On Opening Day 2014, Buck Showalter Praises New Faces, New ChallengesPosted on March 31, 2014 by Paul Folkemer
As Baltimore celebrated the beginning of a new baseball season March 31, Orioles manager Buck Showalter spoke about the new opportunities in store for the 2014 season.
For Showalter, Opening Day is a celebration for the fans, and Orioles players take pride in that.
"Even guys that have been in the big leagues awhile, you still see that little boy in them today," Showalter said. "I wish we could bottle it. I just want everybody that has taken the time to come out here today, fan-wise, you don't want to disappoint them. The beer will be cold, and the hot dogs will be hot, and [hopefully] it's what they hoped it would be."
Showalter especially relished the chance to witness the proceedings from players getting their first chance to run down the orange carpet during the pregame introductions at Camden Yards, such as rookie Jonathan Schoop and third baseman Ryan Flaherty, both of whom are making their first Opening Day starts.
"I'm going to have a good seat," Showalter said. "I'd like to live it through [the players]. I'll be sneaking a peek at Jonathan and Ryan. That's why we like them. They don't ever assume this or take it for granted. It's an honor, and they get it. … [I think about] Jonathan Schoop's journey from Curacao to get here. He's going to be out there. … Ryan's dad from southern Maine can see his son in the Opening Day lineup. You think about all those things. There's a right kind of nervousness."
Showalter acknowledged that the pomp and circumstance of Opening Day still excited him.
"You're glad to be a part of it," Showalter said. "Every once in a while, when somebody starts talking about, 'How much longer are you going to do it?' And then you have a day like today, and in the back of your mind you go, 'Gee, as long as someone will have me.' "
Mother Nature cooperated, too. After months of brutal weather in Baltimore -- including snow the day before Opening Day -- the Opening Day forecast called for a high of 62 degrees and no chance of rain.
"The weather's going to be good," Showalter said. "You couldn't paint a better scenario as far as it's actually going to be above 60 and the sun's going to be out. There was actually snow on the ground when I got home last night. That'll melt."

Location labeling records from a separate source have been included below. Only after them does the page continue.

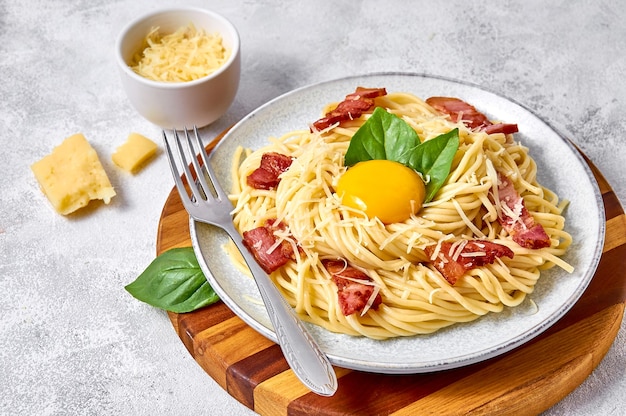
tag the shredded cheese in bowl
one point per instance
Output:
(185, 55)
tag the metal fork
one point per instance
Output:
(210, 204)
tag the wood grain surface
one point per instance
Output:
(525, 381)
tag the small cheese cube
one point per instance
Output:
(131, 155)
(72, 175)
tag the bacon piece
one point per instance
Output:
(515, 218)
(266, 176)
(261, 242)
(353, 295)
(458, 109)
(352, 107)
(454, 259)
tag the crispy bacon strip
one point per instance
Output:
(266, 176)
(353, 295)
(261, 242)
(454, 259)
(515, 218)
(352, 107)
(458, 109)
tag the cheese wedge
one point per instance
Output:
(72, 175)
(131, 155)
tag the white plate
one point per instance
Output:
(560, 168)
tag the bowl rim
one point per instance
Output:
(235, 50)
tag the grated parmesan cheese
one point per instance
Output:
(185, 55)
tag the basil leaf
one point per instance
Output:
(433, 159)
(382, 136)
(174, 282)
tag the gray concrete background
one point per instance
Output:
(72, 341)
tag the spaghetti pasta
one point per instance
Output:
(416, 298)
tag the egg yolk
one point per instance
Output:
(382, 188)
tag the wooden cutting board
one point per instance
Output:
(525, 381)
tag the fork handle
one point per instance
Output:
(300, 349)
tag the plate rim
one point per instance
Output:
(459, 360)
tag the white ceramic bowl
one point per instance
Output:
(180, 104)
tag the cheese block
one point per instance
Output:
(72, 175)
(131, 155)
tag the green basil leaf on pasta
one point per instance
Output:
(174, 282)
(433, 159)
(382, 136)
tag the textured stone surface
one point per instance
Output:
(72, 341)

There be will one significant difference to MLB in 2014: the introduction of instant replay. Showalter said he looked forward to the chance to see it in action, though he cautioned that it could lead to unexpected speed bumps.

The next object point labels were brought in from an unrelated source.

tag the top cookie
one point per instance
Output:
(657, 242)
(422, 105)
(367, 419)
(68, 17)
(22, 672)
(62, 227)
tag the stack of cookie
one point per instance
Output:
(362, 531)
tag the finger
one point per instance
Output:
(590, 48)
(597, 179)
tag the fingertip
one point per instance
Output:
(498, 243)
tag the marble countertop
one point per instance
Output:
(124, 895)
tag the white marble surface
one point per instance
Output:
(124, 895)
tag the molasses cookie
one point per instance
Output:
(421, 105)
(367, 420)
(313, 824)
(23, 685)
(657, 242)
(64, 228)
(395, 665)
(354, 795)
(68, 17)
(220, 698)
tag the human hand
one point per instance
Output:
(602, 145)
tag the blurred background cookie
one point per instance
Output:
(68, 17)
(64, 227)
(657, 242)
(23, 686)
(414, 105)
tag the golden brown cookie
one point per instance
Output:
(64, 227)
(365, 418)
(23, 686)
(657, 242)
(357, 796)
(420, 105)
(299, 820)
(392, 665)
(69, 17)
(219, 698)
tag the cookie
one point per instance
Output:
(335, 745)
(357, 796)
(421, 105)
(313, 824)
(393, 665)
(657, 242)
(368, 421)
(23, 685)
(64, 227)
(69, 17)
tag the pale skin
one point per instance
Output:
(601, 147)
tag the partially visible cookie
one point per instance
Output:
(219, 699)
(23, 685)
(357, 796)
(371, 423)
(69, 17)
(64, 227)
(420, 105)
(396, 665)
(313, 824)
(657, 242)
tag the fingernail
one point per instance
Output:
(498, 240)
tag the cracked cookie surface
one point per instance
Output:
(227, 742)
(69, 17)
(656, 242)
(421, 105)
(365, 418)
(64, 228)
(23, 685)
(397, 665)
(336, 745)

"The only thing is the unknown, a little bit," Showalter said. "That's the only anxiety I think guys have right now. And the umpires do, too. There's just unknown. There's going to be some things that happen today, on Opening Day, that we're kind of going to go: 'Hmm. Didn't see that coming.' But I can't think of anything else we could possibly do to prepare for it.
"I know it was raining and cold last night, and we were down there dry-running it, seven, eight, nine, 10 times, making sure the rings of the phone are different between the bullpen and that room -- whether or not you're even going to need the phone. I'll tell you 20 other things we went over down there. Meeting with MASN about replays and stuff, but I think we kind of know how it's been in the past. Then, when you get through with three games at home, then I think it's going to become a different dynamic on the road. I guarantee it. You're not going to be able to take a step down and know what you got. You're going to have to have communication."
Still, Showalter said the new replay system would be a welcome addition.
"Every good thing starts somewhere," Showalter said. "Can you imagine not having a wild card? I could go through three or four things that have happened the last 10 years. I think as we get into it, three or four years from now, we'll wonder how we ever did it without it. … And now, for sure, our fans can get everything at the park that you get at home, and then some. That's important to us, that our fans that choose to come out here and be here can see everything here that they'll see at home."